Sales and Marketing Lack of a marketing concept, little marketing competence, great dependence in sales, logistic problems.


Detailed investigation of candidates

As relevant hard facts of Chinese companies are usually not sufficiently available and reliable, investors have to test the credit standing by investigating the environment and the history of the company. That means that the evaluation of companies in China is not primarily based on the management, but on information from the company's environment gathered from undercover investigation.

In China it is common to analyse the biographies of firm owners, share holders and managers within the scope of an investigative Due Diligence. During this investigation information about bad management or penalties of the company and its managers are gathered. Liabilities of the evaluated company are detected from suppliers, sales partners, investors and subsidiaries. A reconstruction of the company's history discloses the possible economic power of the firm today. By using benchmarks of competitors or companies of similar business fields or regions, the validity of data can be checked. Against the background of their market environment, many Chinese companies appear in a different light.

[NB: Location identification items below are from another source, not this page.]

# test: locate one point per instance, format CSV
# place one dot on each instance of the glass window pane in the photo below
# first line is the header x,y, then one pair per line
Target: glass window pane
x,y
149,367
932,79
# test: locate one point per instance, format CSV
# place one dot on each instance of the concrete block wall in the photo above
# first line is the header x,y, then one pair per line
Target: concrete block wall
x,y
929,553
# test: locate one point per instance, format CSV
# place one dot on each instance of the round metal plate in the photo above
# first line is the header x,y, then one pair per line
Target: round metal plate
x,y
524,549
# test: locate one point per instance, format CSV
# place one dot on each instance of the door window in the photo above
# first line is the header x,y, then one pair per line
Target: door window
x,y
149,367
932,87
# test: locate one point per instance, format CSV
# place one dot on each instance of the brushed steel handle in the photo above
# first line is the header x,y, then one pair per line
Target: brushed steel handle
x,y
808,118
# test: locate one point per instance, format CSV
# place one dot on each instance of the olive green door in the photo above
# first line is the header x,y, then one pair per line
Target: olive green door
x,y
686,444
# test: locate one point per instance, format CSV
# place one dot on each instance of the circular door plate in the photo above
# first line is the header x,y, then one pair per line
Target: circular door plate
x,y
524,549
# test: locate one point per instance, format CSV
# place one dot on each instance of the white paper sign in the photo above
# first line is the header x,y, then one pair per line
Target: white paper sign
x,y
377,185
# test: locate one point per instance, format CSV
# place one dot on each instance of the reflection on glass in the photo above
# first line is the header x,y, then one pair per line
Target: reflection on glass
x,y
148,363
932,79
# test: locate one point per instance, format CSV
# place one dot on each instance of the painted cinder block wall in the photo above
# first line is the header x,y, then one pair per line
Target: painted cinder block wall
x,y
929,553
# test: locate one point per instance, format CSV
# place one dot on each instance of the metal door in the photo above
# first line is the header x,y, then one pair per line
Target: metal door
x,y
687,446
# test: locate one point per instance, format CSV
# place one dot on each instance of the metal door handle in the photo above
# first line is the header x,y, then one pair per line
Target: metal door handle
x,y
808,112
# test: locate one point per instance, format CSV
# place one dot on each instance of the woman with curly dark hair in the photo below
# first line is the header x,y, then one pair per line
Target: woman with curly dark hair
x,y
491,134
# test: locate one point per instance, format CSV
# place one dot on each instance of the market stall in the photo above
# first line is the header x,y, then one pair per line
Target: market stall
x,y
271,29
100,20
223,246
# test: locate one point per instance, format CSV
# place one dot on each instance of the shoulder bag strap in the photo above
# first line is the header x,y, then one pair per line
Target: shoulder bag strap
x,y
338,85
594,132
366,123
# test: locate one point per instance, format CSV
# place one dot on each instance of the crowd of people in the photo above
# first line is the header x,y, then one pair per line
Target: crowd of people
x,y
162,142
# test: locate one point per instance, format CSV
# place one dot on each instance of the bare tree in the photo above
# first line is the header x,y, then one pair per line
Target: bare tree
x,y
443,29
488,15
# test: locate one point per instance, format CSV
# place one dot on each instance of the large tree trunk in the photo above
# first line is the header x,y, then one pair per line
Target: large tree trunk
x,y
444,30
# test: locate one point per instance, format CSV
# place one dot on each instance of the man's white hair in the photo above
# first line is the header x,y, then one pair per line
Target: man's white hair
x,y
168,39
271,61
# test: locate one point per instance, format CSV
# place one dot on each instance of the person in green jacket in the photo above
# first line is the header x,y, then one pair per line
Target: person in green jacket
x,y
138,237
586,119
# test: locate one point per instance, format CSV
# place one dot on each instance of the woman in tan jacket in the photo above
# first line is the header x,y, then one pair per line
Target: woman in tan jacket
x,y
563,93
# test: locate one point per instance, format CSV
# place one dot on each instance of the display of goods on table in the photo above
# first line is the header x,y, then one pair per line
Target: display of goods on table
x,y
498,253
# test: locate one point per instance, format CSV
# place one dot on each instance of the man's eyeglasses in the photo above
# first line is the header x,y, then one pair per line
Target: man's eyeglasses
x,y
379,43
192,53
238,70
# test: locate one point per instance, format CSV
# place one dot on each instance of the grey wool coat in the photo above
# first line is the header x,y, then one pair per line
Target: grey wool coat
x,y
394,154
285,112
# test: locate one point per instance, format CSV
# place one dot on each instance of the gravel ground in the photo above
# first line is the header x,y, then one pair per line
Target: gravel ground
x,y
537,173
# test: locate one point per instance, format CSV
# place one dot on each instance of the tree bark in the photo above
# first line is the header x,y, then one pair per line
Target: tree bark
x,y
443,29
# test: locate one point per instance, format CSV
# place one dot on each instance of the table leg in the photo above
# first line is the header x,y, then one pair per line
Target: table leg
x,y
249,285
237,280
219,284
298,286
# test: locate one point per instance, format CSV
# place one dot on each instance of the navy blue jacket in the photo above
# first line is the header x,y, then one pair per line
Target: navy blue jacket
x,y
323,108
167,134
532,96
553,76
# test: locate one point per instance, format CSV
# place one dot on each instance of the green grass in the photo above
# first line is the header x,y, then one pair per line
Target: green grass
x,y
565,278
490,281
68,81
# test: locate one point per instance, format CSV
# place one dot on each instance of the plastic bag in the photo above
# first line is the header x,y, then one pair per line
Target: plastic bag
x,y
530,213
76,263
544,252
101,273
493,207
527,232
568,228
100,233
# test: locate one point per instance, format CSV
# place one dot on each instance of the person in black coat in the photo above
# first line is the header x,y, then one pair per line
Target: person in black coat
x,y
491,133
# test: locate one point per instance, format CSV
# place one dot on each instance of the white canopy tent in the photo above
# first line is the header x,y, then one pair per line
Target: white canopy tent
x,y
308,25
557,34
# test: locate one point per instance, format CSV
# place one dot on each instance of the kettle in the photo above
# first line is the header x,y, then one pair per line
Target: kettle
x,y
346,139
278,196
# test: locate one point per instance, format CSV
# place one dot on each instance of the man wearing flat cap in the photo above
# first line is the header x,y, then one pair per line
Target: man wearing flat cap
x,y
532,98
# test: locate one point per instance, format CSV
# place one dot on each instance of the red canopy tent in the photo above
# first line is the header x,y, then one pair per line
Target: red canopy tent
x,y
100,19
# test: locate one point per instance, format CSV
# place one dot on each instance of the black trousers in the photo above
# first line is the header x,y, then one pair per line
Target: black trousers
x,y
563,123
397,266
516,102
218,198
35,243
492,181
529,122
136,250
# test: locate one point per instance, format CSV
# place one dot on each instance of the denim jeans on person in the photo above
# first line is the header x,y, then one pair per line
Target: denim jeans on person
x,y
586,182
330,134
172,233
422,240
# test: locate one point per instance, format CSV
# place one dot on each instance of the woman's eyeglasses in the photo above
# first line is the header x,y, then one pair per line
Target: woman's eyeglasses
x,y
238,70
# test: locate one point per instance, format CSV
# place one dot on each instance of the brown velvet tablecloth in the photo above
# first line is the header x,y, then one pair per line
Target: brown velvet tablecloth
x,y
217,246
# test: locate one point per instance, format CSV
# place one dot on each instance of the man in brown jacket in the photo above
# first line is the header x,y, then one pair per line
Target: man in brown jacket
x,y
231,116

Evaluating the future of the company, different scenarios and hypotheses are proposed about the capabilities of the firm. Risk-related parameters are impending shortages of power supply and resources, possible restrictions due to tightened environmental laws, increasing labor costs, price declines in the sales markets and the saturation of sales markets. Based on this evaluation a reasonable purchase price can be calculated. After the M&A contract is concluded, it will be crucial to manage the transaction process skillfully.